Vengono così interrogate alcune persone che si sono rivolte al call center. Si scopre che i signori Del Pesce e Brunzo, ad esempio, “sono stati curati sia con iniezioni di Avastin che Lucentis”. E che ai signori Esposito e Marinelli sono state “somministrate iniezioni di Lucentis”. Il signor Collella è “stato sottoposto a un ciclo di iniezioni di Macugen e successivamente a uno di Lucentis”. Eppure nel comunicato della Federanziani, scrive la Finanza, “non è mai stato fatto alcun riferimento a Lucentis e Macugen”. Inoltre, “nessuna delle persone” interrogate “ha avuto dei reali effetti collaterali” tali “da considerarli gravi a seguito delle cure con Avastin”. La Gdf sospetta che il tutto sia stato creato ad hoc per “avvalorare la tesi della scarsa sicurezza dell’uso oftalmico dell’Avastin”. Il comunicato sembra sortire il suo effetto. Roberto Messina (non indagato), presidente della Federanziani, viene intercettato mentre ne parla direttamente con l’ex direttore generale dell’Aifa Luca Pani (estraneo alle indagini): quest’ultimo lo consiglia sulla futura diffusione dei dati.
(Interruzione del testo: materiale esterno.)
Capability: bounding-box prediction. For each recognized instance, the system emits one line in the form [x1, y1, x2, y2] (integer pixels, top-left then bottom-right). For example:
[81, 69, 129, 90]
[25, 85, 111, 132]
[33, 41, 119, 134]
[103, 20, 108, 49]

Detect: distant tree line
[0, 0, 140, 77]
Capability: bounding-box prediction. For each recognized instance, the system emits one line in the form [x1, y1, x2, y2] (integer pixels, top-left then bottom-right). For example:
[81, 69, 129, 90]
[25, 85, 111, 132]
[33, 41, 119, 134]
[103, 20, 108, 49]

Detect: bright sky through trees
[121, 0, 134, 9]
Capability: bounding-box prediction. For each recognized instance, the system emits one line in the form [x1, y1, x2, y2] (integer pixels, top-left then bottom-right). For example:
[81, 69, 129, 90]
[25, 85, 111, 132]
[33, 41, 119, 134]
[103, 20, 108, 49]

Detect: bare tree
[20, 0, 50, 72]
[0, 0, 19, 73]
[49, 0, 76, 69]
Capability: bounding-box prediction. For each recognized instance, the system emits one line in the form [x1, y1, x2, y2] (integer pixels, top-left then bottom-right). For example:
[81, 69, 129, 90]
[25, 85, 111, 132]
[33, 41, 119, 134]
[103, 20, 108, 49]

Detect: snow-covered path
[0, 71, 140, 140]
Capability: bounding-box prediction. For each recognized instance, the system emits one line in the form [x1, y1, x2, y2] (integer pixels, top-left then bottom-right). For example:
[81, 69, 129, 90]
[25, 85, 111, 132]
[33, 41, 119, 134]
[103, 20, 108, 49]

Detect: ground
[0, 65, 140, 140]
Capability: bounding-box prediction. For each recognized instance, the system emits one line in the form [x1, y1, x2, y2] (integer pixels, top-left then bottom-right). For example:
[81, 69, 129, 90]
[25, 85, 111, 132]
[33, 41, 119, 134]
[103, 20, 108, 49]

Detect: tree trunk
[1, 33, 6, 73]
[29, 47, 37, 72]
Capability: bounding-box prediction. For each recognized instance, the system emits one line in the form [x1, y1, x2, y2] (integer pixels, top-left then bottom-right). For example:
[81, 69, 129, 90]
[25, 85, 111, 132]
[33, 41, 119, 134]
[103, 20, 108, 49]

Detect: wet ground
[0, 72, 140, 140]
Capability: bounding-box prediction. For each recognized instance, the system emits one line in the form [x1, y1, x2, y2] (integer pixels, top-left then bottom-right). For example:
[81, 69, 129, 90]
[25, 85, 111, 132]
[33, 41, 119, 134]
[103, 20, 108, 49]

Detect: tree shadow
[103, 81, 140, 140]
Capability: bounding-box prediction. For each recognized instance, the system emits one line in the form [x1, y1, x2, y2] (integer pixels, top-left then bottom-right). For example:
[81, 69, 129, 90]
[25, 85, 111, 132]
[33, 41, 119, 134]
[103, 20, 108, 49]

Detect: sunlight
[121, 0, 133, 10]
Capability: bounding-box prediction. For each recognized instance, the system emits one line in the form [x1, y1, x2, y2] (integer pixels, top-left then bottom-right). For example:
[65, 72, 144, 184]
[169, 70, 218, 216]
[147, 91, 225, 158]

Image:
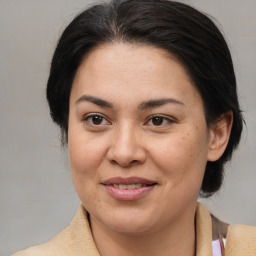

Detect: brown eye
[84, 114, 110, 126]
[146, 115, 175, 128]
[91, 115, 103, 125]
[152, 116, 164, 126]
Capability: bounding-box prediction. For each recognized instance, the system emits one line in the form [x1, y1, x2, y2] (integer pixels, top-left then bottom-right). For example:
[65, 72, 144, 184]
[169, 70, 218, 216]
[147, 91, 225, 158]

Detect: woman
[13, 0, 256, 256]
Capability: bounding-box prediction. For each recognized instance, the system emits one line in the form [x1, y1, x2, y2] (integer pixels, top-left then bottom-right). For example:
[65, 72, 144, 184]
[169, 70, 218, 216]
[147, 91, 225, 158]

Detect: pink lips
[101, 177, 157, 201]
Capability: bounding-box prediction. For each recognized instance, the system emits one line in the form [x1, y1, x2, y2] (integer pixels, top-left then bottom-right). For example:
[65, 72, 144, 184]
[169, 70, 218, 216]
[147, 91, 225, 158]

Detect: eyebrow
[75, 95, 185, 110]
[75, 95, 113, 108]
[138, 98, 185, 110]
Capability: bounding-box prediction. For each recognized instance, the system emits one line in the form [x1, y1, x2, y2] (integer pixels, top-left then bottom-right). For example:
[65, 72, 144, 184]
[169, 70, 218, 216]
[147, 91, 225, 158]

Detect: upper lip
[101, 177, 157, 185]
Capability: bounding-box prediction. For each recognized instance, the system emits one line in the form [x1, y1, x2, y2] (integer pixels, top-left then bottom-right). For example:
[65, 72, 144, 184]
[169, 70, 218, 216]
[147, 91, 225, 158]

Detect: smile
[113, 184, 151, 190]
[101, 177, 157, 201]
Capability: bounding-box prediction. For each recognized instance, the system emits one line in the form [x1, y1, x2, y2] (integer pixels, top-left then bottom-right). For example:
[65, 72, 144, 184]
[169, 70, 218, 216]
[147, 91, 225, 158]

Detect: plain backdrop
[0, 0, 256, 256]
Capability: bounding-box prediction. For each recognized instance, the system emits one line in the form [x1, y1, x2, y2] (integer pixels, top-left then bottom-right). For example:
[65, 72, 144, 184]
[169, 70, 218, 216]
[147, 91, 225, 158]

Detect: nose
[107, 125, 147, 167]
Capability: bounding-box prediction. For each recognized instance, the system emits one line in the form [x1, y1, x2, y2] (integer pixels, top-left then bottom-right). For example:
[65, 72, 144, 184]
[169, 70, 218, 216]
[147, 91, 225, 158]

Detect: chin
[96, 209, 158, 235]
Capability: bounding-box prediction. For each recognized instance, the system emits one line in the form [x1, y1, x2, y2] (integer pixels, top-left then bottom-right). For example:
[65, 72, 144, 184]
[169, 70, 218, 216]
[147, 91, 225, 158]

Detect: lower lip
[104, 185, 156, 201]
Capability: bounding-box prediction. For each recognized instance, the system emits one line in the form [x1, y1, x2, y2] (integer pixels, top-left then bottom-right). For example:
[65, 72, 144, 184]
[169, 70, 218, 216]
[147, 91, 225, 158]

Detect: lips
[101, 177, 157, 201]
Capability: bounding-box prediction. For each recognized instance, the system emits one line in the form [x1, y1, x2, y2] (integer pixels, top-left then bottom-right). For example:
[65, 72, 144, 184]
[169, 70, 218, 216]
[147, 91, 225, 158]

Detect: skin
[68, 43, 232, 256]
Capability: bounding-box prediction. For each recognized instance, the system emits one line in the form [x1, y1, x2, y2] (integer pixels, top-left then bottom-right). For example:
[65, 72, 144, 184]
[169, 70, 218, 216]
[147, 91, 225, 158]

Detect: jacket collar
[69, 203, 212, 256]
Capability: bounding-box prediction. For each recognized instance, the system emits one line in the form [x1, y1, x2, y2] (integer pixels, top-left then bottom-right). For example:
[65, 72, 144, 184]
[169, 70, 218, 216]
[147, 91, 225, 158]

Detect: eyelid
[145, 114, 177, 128]
[82, 112, 111, 127]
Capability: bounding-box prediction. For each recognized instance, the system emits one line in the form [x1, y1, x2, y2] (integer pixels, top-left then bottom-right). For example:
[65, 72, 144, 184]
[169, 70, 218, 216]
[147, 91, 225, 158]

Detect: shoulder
[12, 228, 70, 256]
[13, 204, 100, 256]
[226, 225, 256, 256]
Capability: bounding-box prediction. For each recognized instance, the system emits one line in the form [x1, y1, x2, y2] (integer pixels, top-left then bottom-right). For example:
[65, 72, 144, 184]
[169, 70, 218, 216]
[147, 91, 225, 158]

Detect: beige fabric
[13, 203, 256, 256]
[225, 225, 256, 256]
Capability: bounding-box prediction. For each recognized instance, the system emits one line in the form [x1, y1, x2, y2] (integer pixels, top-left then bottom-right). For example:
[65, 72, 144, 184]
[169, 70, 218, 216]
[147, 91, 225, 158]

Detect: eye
[83, 114, 110, 126]
[146, 115, 174, 127]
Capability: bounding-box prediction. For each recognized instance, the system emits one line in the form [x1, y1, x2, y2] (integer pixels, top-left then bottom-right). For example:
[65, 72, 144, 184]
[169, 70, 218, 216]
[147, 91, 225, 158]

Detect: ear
[207, 111, 233, 162]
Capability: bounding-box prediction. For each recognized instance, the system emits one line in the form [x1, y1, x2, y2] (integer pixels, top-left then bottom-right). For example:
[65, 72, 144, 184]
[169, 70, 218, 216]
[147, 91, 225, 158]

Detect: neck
[91, 208, 196, 256]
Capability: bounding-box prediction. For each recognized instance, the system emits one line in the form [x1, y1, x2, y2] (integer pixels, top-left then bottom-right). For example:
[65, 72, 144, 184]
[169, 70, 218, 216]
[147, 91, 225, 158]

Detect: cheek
[152, 129, 207, 182]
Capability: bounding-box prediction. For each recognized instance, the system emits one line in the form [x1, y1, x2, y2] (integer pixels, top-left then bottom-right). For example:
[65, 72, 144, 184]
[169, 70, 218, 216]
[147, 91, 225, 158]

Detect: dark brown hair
[47, 0, 243, 196]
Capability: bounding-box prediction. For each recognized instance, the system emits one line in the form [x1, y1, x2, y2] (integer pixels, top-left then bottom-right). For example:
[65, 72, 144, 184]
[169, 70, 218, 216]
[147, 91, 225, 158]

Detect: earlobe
[208, 111, 233, 162]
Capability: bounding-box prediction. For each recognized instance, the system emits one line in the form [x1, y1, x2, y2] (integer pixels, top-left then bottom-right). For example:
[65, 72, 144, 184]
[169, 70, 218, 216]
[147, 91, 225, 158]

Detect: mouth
[101, 177, 158, 201]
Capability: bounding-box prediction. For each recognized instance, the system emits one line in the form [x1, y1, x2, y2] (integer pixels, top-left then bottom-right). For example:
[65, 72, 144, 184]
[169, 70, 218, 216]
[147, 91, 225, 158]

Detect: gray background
[0, 0, 256, 256]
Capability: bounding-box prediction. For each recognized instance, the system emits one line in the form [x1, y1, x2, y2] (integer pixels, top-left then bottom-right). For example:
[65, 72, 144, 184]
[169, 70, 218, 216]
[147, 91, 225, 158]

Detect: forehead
[72, 43, 202, 107]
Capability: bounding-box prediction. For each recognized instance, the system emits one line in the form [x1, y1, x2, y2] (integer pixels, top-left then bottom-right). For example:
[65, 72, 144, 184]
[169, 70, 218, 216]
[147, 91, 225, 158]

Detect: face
[68, 44, 214, 234]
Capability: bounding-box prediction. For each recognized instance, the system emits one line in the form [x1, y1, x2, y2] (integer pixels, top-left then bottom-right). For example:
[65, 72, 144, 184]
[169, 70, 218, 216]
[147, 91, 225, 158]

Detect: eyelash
[146, 114, 175, 127]
[82, 113, 110, 126]
[82, 113, 175, 127]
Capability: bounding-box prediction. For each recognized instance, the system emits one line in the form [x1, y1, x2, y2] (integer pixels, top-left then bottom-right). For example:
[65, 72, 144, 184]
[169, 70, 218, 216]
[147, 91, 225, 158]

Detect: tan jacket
[13, 203, 256, 256]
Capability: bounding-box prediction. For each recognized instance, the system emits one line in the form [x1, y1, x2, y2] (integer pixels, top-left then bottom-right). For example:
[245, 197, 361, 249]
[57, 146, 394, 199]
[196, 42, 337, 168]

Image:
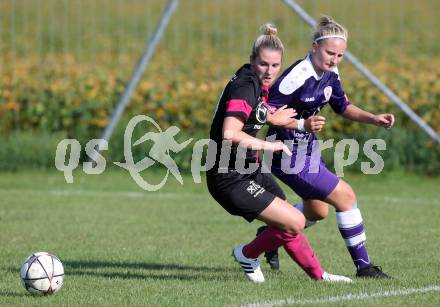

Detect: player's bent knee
[284, 216, 306, 234]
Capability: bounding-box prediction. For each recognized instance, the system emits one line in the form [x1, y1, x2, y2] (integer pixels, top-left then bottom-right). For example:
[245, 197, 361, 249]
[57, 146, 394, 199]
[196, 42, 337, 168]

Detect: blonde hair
[313, 15, 348, 43]
[251, 23, 284, 60]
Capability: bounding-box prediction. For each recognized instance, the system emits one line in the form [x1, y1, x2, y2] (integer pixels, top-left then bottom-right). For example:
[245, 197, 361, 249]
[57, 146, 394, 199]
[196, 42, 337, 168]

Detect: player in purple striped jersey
[268, 16, 394, 278]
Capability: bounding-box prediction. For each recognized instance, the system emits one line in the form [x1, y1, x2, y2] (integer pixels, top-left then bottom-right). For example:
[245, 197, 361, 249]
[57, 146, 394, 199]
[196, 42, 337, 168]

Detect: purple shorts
[272, 156, 339, 201]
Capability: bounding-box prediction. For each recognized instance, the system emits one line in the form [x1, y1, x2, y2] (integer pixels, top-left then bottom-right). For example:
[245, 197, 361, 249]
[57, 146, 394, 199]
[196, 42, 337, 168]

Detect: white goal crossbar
[283, 0, 440, 144]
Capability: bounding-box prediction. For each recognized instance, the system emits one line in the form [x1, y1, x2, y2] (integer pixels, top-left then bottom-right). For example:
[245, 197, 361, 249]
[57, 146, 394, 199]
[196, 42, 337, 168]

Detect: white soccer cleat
[232, 245, 264, 283]
[322, 272, 353, 282]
Di lì a poco, l’Aifa autorizzerà il servizio sanitario nazionale a utilizzare il Lucentis per le malattie oftalmiche. Revocando la possibilità di acquistare l’Avastin. Il che crea enormi problemi di budget nelle casse sanitarie regionali.
“Io intimidita dalle case farmaceutiche”.
Dagli atti si scopre anche altro. Gli investigatori sentono come persona informata sui fatti Emilia Chiò, all’epoca funzionario del settore acquisti della Regione Piemonte, nell’Assessorato Tutela e Salute. La Chiò nel 2011 prende parte a un gruppo di lavoro che si occupa delle “linee di indirizzo” per “i trattamenti farmacologici” sulle maculopatie. Manca un anno al documento di Aifa. Ormai sul mercato, Lucentis, in base alla legge Di Bella, dovrebbe essere utilizzato in quanto farmaco specifico per le maculopatie, ma le Regioni possono in alcuni casi preferirgli l’Avastin. “L’utilizzo del Lucentis in luogo dell’Avastin – dice Chio – a livello regionale, nel primo semestre 2011, aveva determinato una maggiore spesa di circa 0,67 milioni”. Il gruppo aveva cercato di studiare gli “eventi avversi di Avastin” ma un dirigente della Novartis (non indagato) non è d’accordo. L’uomo, racconta la Chiò, “mi riferiva di non procedere allo studio di Avastin perché la Novartis non gradiva questa iniziativa. (…) Il suo atteggiamento era perentorio a tratti intimidatorio”.